Detecting a change in attitude among both buyers and sellers — not to mention what is now a three-month increase in the benchmark price indices that bear his name — economist Karl Case believes the housing market has hit bottom.
Not that housing is ready to bounce back with a vengeance, but at least it is no longer in a free-fall, the co-founder of the S&P Case Shiller indices said at the New England Mortgage Bankers Conference in Providence, R.I.
"We're not going to come roaring out of this," said Case, who has been teaching economics at Wellesley College for more than 30 years. "We'll come out of this slowly. There will be some bad days and good days, but the mood began changing in March."
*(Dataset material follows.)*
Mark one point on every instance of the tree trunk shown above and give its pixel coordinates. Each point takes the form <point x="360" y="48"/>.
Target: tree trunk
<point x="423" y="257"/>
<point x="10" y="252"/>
The economics professor cited several signs that a recovery has begun, including a 25% increase in housing starts since April and "the best number of all," a sharp drop in unsold inventory of new homes. The huge number of completed but unsold houses has "been a real drag" on the market, he said. "The building industry has been getting killed like it's never been killed before," he said.
But Case also warned that if he is reading the tealeaves incorrectly, the mortgage market could take another hit. If housing continues to falter, the economist said, "then we are writing bad paper now."
To illustrate just how far the housing sector has fallen, the economics professor pointed to housing starts, which nosedived from 2.273 million units at the peak of the cycle in January 2006 to 598,000 units in August. That decline cost the economy roughly $588 billion, or 4.2% of GDP, he said.